Using Django with FastCGI

Although Django under Apache and mod_python is the most robust deployment setup, many people use shared hosting, on which FastCGI is the only available deployment option.

Additionally, in some situations, FastCGI allows better security and possibly better performance than mod_python. For small sites, FastCGI can also be more lightweight than Apache.

FastCGI Overview

FastCGI is an efficient way of letting an external application serve pages to a Web server. The Web server delegates the incoming Web requests (via a socket) to FastCGI, which executes the code and passes the response back to the Web server, which, in turn, passes it back to the client’s Web browser.

Like mod_python, FastCGI allows code to stay in memory, allowing requests to be served with no startup time. Unlike mod_python, a FastCGI process doesn’t run inside the Web server process, but in a separate, persistent process.

Why Run Code in a Separate Process?

The traditional mod_* arrangements in Apache embed various scripting languages (most notably PHP, Python/mod_python, and Perl/mod_perl) inside the process space of your Web server. Although this lowers startup time (because code doesn’t have to be read off disk for every request), it comes at the cost of memory use.

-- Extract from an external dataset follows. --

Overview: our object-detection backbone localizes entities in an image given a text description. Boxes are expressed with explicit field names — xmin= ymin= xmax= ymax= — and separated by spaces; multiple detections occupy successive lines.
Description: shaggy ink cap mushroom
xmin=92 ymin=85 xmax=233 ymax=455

Each Apache process gets a copy of the Apache engine, complete with all the features of Apache that Django simply doesn’t take advantage of. FastCGI processes, on the other hand, only have the memory overhead of Python and Django.

Due to the nature of FastCGI, it’s also possible to have processes that run under a different user account than the Web server process. That’s a nice security benefit on shared systems, because it means you can secure your code from other users.

Before you can start using FastCGI with Django, you’ll need to install flup, a Python library for dealing with FastCGI. Some users have reported stalled pages with older flup versions, so you may want to use the latest SVN version. Get flup at http://www.djangoproject.com/r/flup/.

Running Your FastCGI Server

FastCGI operates on a client/server model, and in most cases you’ll be starting the FastCGI server process on your own. Your Web server (be it Apache, lighttpd, or otherwise) contacts your Django-FastCGI process only when the server needs a dynamic page to be loaded. Because the daemon is already running with the code in memory, it’s able to serve the response very quickly.

Note

If you’re on a shared hosting system, you’ll probably be forced to use Web server-managed FastCGI processes. If you’re in this situation, you should read the section titled “Running Django on a Shared-Hosting Provider with Apache,” below.

A Web server can connect to a FastCGI server in one of two ways: it can use either a Unix domain socket (a named pipe on Win32 systems) or a TCP socket. What you choose is a manner of preference; a TCP socket is usually easier due to permissions issues.

To start your server, first change into the directory of your project (wherever your manage.py is), and then run manage.py with the runfcgi command:

./manage.py runfcgi [options]

If you specify help as the only option after runfcgi, a list of all the available options will display.

You’ll need to specify either a socket or both host and port. Then, when you set up your Web server, you’ll just need to point it at the socket or host/port you specified when starting the FastCGI server.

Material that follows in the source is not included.